Ce n'est pas génial, c'est irrésistible. Premièrement, il y a cette chanson, pleine d'esprit, entraînante, impossible à oublier, facile à chanter : New York, New York/une ville merveilleuse/le Bronx est en place et la batterie est en panne/les gens roulent dans un trou dans le sol. Dans la comédie musicale originale de Broadway de Leonard Bernstein, Betty Comden et Adolph Green, la ville avait été une ville infernale. Mais les censeurs d'Hollywood ont forcé le changement, l'un des nombreux faits pour la version à l'écran, qui a également largué une grande partie de la musique de Bernstein. C'était un affront artistique, mais le film monte néanmoins en flèche - c'est un sommet instantané.

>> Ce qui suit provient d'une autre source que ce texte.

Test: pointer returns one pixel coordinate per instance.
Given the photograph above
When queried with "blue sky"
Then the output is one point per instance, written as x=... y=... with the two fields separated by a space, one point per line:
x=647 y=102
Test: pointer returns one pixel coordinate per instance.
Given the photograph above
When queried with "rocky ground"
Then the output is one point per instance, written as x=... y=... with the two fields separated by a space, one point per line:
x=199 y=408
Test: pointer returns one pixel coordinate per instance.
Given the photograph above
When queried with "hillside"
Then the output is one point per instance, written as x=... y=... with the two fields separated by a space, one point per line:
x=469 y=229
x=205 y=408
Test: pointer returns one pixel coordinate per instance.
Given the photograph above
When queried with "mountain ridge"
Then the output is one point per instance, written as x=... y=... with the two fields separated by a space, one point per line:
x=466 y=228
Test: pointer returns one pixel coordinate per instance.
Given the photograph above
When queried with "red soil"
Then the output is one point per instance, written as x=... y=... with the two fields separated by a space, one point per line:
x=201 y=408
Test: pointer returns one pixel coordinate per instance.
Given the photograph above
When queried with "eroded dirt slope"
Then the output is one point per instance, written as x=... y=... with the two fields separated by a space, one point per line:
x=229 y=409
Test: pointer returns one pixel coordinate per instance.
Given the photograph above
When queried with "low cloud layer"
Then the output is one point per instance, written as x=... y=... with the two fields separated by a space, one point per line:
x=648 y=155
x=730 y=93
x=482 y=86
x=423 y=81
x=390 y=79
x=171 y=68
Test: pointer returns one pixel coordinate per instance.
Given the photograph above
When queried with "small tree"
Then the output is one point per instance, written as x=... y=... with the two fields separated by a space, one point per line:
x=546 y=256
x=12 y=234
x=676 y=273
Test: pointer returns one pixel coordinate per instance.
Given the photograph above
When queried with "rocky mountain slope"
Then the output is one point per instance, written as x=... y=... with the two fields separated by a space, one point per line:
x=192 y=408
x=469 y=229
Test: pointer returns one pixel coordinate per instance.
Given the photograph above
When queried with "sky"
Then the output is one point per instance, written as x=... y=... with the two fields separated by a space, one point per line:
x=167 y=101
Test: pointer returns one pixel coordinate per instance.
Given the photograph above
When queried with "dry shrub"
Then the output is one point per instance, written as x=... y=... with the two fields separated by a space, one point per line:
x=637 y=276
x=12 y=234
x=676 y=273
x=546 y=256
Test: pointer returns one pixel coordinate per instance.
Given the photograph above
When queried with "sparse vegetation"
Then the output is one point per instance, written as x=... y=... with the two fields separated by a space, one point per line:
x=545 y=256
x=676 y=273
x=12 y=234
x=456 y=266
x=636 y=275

Comden et Green ont peaufiné le livre – l'histoire tourne toujours autour de trois marins en congé qui rencontrent trois filles – et ont écrit de nouvelles (super) chansons avec Roger Edens. Sa star, Gene Kelly, qui a réalisé avec Stanley Donen, voulait tourner le tout sur place à New York, ce que MGM a nié, ne saisissant pas la révolution que les cinéastes essayaient d'allumer. Ils ont néanmoins réussi à tourner dans la ville pendant cinq jours, filmant parfois à la manière de la guérilla avec des caméras cachées et, pour éviter les fans enragés de Frank Sinatra, planant le chanteur dans des taxis, avec Kelly et sa co-star Jules Munshin allongés sur lui. Ici, la ville n'est pas une toile de fond, mais le plus grand groupe de sauvegarde au monde, glorieusement cacophonique.